No meio do caminho, há o EI, que é alvo da coalizão, dos curdos, de opositores e do governo. Vale notar que o grupo sempre teve ambições transnacionais, que culminariam na expansão do califado islâmico para além das fronteiras da Síria e do Iraque. Embora esteja atualmente enfraquecido pelas derrotas territoriais que sofreu nos últimos meses, o grupo chegou a controlar amplas porções de territórios e cidades tanto na Síria quanto no Iraque.
Por fim, mas não menos importantes, os curdos unidos sob o Partido de União Democrática, e que ocupam áreas no norte do Iraque da Síria.
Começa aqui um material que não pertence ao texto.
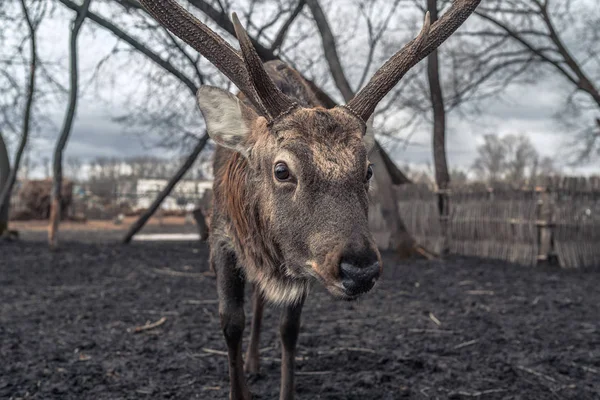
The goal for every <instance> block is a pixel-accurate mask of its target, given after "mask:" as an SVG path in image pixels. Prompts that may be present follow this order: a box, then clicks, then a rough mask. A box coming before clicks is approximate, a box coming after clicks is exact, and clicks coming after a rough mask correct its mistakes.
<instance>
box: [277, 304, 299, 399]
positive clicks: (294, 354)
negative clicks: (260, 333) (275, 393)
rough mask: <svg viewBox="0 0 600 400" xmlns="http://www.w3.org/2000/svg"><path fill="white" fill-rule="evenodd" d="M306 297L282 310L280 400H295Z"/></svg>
mask: <svg viewBox="0 0 600 400" xmlns="http://www.w3.org/2000/svg"><path fill="white" fill-rule="evenodd" d="M304 299H305V298H304V297H303V298H302V300H300V301H299V302H298V303H296V304H294V305H290V306H286V307H285V308H284V309H283V310H282V312H281V321H280V324H279V330H280V333H281V349H282V353H281V391H280V394H279V400H293V399H294V396H295V388H294V371H295V369H296V360H295V358H296V343H297V342H298V334H299V332H300V316H301V314H302V306H303V305H304Z"/></svg>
Estão unidos com as Forças Democráticas da Síria, outro grupo opositor aliado da coalizão.
Isso fez com que se tornassem o principal alvo dos militantes do EI, com quem travou combates intensos nos últimos anos. Ao mesmo tempo em que são aliados importantes da coalizão na luta contra os extremistas, estão sob o radar dos grupos de oposição por suas ambições territoriais e também da Turquia, inimiga histórica.
Especialistas consideram que essa diversidade de atores e interesses é um dos principais motivos que fazem com que o conflito tenha durado tanto tempo. E a expectativa é a de que a guerra siga intensa daqui em diante, ainda mais quando se tem em mente, por exemplo, que a Turquia agora se mobiliza para barrar avanços desse grupo na Síria e no Iraque.